I did like some of the ideas in Shadow when I read it as a teen, especially the galaxy wide internet becoming sentient with god-like powers. FTL travel by teleporting outside the universe and then back in at a different location was wild. Especially with the twist that if you think of anything while outside the universe it could become real. So, Ender accidentally poofs a version of Peter his brother as he remembers him into existence, a tormenting sociopath.
Or a worse one I guess. The real Peter is making a hegemony back on Earth in the Shadow side series following Bean another genius kid, who can't stop growing until it kills him IIRC.
I mean, poor Bean's descendants got another set of gene editing that fixed the growth issue, but tossed in the most severe form of OCD ever, and then thrown into a ~~racist~~ romanticised, version of Japanese culture to keep them from questioning things or trying to fix the OCD.

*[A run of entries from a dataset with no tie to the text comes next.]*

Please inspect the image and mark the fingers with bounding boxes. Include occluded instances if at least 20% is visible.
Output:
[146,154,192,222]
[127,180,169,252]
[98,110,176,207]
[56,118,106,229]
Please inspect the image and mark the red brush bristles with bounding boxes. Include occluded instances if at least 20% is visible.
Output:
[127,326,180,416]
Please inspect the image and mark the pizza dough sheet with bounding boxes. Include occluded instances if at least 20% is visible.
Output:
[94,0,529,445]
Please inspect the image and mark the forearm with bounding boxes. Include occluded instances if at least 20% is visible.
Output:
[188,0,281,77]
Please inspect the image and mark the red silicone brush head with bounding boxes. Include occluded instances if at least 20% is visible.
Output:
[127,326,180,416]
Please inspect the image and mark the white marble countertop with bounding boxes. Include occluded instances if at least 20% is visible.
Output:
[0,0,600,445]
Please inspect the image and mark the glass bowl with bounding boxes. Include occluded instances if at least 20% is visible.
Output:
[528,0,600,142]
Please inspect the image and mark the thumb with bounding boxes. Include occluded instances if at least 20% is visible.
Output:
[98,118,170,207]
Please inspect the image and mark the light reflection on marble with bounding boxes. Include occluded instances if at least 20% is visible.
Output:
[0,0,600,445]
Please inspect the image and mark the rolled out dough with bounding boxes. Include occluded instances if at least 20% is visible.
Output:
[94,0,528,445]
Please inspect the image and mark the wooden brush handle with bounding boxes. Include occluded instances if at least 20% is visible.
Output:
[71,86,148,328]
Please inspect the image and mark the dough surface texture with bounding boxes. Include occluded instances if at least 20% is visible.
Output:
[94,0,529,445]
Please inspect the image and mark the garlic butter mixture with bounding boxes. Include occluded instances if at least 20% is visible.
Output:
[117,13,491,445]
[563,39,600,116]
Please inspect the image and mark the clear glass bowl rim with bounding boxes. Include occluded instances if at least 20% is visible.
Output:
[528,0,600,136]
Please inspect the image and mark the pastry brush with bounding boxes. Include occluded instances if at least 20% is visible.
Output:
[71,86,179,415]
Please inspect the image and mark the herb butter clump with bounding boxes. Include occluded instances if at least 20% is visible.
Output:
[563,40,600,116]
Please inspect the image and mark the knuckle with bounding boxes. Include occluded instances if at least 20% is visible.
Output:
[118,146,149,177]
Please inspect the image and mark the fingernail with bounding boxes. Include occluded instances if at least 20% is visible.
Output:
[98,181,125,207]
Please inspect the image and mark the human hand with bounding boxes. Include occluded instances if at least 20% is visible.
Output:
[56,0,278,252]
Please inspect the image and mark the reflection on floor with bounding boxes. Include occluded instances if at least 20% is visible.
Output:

It really doesn't surprise me that the author is shitty though, it is fairly apparent from their writing/ the way they portray most worlds being governed by Catholics a good thing.
Imagine being named after a salty incel and a deranged geriatric that used children as chess pieces in a death match against a theater major with no nose.
why Theater major?
It's gotta be the fact that he strikes a pose and hisses every couple of minutes.
He was exceptionally dramatic in the movies, struck me as a theater kid.
Egocentric narcissist with delusions of grandeur who would crush anyone to get ahead. Either a theatre major or a politician
This is probably my most disliked trope in media. I've been trying to find it on TV tropes, but the results I'm getting aren't this. If you have a good link, please share it!
Yep, I think it's the "easily forgiven" one. Thanks!
It's definitely one of the ones that is hard to pull off and have the audience still sympathize with or like the character. In real life, there's a reason we don't ever hear about the undercover officers or the double agents. They're not well liked.